The Battle for the Suburbs

15 October, Stockholm

Accommodation is an explosive issue. Housing loans played a central role in the outbreak of the global economic crisis and in many countries, the increasing costs of living is the ultimate reason for people to go out in the squares and protest against the impact of the crisis and austerity. Even here in Sweden, the costs for accommodation is going through the roof, taking up an increasingly large part of peoples salary. The wave of privatization in the public housing sector, with conversion from rented apartments to privately owned apartments has created a housing market based on speculation and a plundering of our common public good. This year, the queue for public housing in Stockholm has grown with 75 000 people, while the supply of vacant rental units continues to shrink, due to a combination of privatization and the fact that there are very few building projects.
On the Global Day of Action – United for a social change – many people chose to gather in the central squares of the major Swedish cities to hold general meetings on the growing economic inequality. The Squares gathered a motley crew of people in a broad and open discussion.
But a lot of people chose a different path, making accomodation the central issue for their protests, as the privitization of our houses is a privitization of our lives. We chose to focus on continuity, conflict and contact.

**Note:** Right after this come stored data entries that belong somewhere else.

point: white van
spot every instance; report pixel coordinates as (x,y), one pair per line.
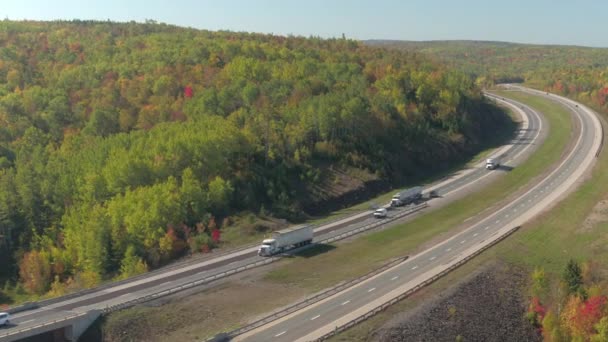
(380,213)
(4,318)
(492,163)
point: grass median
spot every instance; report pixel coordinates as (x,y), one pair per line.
(365,253)
(327,265)
(559,234)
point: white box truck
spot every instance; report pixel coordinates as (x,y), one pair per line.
(285,239)
(406,196)
(492,163)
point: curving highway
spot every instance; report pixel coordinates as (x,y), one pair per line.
(334,312)
(517,150)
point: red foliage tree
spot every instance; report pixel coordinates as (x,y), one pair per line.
(215,235)
(188,93)
(590,314)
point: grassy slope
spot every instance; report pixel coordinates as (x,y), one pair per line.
(381,199)
(306,274)
(547,242)
(368,251)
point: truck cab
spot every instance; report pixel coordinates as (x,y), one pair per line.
(267,248)
(492,163)
(380,213)
(4,318)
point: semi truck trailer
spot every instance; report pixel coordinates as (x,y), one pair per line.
(492,163)
(286,239)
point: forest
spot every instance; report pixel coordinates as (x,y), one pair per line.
(126,145)
(571,306)
(574,71)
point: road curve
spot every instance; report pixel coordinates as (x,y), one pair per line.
(327,315)
(160,280)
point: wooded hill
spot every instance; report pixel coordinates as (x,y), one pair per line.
(124,145)
(575,71)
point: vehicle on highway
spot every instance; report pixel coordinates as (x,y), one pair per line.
(4,318)
(286,239)
(492,163)
(406,196)
(380,213)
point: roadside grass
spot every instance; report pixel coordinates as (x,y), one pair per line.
(350,260)
(302,275)
(384,198)
(547,242)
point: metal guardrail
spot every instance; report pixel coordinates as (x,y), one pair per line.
(41,325)
(409,292)
(313,299)
(266,261)
(218,276)
(192,260)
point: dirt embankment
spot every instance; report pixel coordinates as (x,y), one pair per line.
(490,306)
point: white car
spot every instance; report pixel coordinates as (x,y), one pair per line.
(4,318)
(380,213)
(492,163)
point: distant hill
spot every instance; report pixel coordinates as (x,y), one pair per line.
(502,60)
(126,145)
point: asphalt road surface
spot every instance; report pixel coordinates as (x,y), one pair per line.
(320,318)
(162,280)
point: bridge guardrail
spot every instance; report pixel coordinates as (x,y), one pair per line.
(266,261)
(192,260)
(47,323)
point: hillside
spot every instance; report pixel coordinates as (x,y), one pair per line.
(125,145)
(575,71)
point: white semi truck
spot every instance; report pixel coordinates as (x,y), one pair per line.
(492,163)
(285,239)
(406,196)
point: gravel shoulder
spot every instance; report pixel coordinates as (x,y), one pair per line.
(488,305)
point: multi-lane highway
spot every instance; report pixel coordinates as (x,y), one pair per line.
(327,315)
(529,135)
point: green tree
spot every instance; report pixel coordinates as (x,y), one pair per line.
(132,264)
(572,276)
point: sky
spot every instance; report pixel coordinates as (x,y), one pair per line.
(566,22)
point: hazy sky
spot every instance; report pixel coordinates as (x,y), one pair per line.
(578,22)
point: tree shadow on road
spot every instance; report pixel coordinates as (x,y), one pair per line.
(314,250)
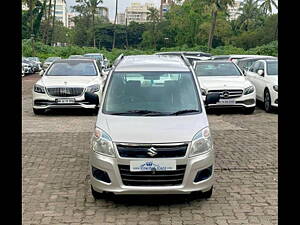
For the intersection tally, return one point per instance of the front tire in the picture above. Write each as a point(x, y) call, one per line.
point(38, 111)
point(208, 194)
point(267, 101)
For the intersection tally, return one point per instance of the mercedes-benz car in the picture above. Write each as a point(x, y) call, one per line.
point(64, 83)
point(152, 134)
point(226, 78)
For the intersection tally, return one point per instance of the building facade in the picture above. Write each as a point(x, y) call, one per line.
point(61, 11)
point(137, 12)
point(103, 12)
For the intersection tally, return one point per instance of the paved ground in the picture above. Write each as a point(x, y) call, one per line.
point(56, 187)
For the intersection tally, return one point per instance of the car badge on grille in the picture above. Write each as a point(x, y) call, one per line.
point(152, 151)
point(225, 94)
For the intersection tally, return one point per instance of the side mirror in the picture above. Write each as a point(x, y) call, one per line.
point(260, 72)
point(212, 98)
point(91, 98)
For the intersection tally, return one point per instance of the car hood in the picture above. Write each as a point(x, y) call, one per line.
point(224, 82)
point(273, 79)
point(162, 129)
point(77, 81)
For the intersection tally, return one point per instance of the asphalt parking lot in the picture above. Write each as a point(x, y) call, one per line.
point(56, 188)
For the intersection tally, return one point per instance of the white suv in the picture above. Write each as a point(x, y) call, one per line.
point(226, 78)
point(264, 75)
point(152, 134)
point(64, 84)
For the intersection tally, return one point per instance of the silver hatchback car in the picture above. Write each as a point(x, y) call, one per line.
point(152, 134)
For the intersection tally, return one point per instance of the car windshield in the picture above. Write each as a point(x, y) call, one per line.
point(151, 93)
point(74, 68)
point(97, 57)
point(272, 68)
point(51, 59)
point(216, 69)
point(33, 58)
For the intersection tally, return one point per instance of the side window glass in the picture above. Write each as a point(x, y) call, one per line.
point(261, 66)
point(255, 67)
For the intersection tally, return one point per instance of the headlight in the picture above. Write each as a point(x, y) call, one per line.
point(203, 91)
point(201, 142)
point(101, 143)
point(93, 88)
point(249, 90)
point(38, 88)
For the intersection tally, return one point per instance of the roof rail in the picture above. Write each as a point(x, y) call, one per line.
point(186, 61)
point(118, 60)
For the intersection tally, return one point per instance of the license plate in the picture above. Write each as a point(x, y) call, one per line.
point(65, 100)
point(152, 165)
point(226, 102)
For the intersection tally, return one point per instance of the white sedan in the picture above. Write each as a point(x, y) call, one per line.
point(225, 78)
point(64, 84)
point(264, 76)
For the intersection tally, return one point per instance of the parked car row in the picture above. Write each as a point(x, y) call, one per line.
point(152, 134)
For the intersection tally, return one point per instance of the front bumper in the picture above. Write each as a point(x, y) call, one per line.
point(245, 101)
point(44, 101)
point(116, 186)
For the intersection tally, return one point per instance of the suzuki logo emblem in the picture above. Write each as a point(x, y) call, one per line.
point(225, 94)
point(152, 151)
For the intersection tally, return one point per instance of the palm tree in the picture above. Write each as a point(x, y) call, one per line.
point(216, 6)
point(114, 38)
point(266, 5)
point(45, 35)
point(53, 22)
point(30, 4)
point(249, 12)
point(153, 17)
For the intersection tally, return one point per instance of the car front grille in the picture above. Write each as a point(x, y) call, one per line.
point(65, 91)
point(152, 151)
point(228, 93)
point(150, 178)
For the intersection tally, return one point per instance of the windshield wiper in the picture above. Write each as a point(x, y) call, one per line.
point(184, 111)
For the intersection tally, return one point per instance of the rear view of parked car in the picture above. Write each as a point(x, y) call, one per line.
point(246, 63)
point(152, 134)
point(264, 75)
point(225, 78)
point(64, 83)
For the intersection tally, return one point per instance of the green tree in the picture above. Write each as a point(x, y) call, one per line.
point(266, 7)
point(215, 6)
point(251, 16)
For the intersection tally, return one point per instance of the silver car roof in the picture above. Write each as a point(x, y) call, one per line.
point(152, 63)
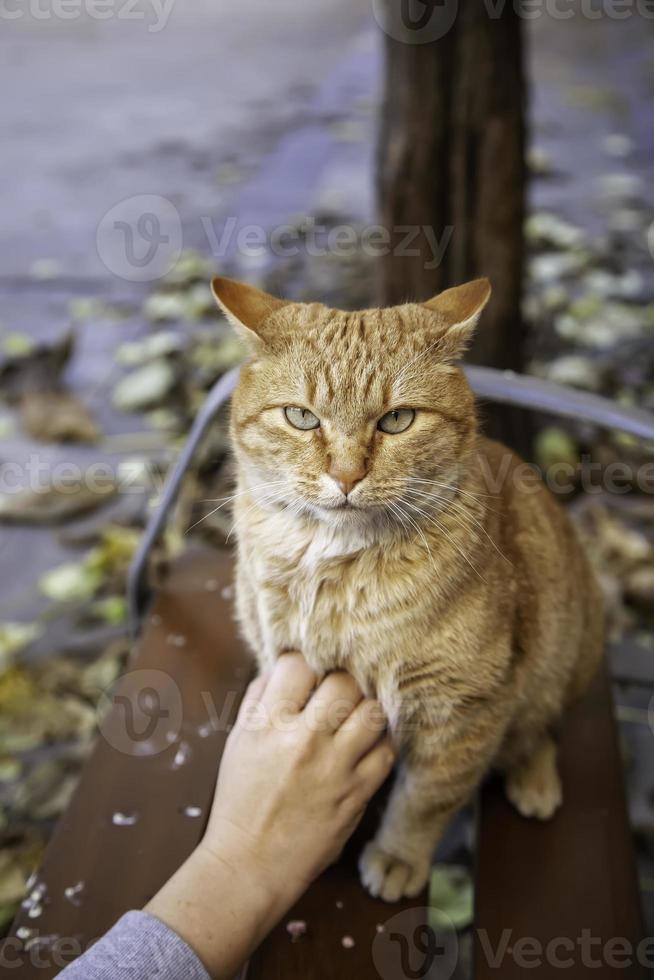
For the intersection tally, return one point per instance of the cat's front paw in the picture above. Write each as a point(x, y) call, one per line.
point(389, 877)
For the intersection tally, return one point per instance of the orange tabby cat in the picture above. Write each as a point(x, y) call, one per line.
point(372, 537)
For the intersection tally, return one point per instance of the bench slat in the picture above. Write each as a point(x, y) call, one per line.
point(573, 873)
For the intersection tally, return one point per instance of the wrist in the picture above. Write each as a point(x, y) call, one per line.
point(221, 905)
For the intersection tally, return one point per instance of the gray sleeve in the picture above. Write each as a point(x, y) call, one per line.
point(138, 947)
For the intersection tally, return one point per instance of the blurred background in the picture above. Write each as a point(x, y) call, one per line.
point(146, 150)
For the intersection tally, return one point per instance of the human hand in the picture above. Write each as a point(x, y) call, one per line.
point(298, 768)
point(297, 772)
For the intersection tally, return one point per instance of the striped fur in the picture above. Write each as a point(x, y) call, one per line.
point(454, 589)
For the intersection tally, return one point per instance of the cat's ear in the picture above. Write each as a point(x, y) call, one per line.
point(457, 311)
point(248, 309)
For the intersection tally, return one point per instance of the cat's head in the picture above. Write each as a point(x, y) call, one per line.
point(351, 416)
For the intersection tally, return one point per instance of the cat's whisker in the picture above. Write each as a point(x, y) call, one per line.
point(226, 500)
point(444, 532)
point(233, 496)
point(418, 529)
point(272, 498)
point(454, 488)
point(464, 514)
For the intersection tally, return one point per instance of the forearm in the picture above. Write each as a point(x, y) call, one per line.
point(221, 908)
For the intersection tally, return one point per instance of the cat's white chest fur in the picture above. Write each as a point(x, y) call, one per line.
point(311, 595)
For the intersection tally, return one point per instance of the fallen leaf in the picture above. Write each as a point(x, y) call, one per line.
point(40, 370)
point(57, 416)
point(451, 897)
point(70, 582)
point(14, 637)
point(59, 500)
point(145, 387)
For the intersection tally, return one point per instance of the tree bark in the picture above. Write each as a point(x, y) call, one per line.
point(451, 159)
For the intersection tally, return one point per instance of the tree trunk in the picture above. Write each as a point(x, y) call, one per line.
point(451, 168)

We gathered instead in the squares in the suburbs and neighbourhoods where we live, to take the chance to talk to our neighbors about the new wave of privitization launched this year by the neoliberal political majority in the city council, how we can stop it and defend the right of tenancy. We talked to senior citizens and young, walked around the apartment blocks and distributed leaflets, offered coffee and filled our neighbourhoods with information about housing rights. Over one hundred people took part in the activities, taking place all over the various subway lines in Stockholm. Some 10.000 leaflets were distributed and a first contact was taken between a number of loosely organized local protest groups, all battling the privitization in their own appartment blocks. The idea is to connect the political struggles we face in our everyday life with the global movement and making the demands on an end to neoliberal inequality sensible in a Swedish context. This has proved to be a good start for a political network dealing with theese issues and more activities are planned for the whole fall and winter.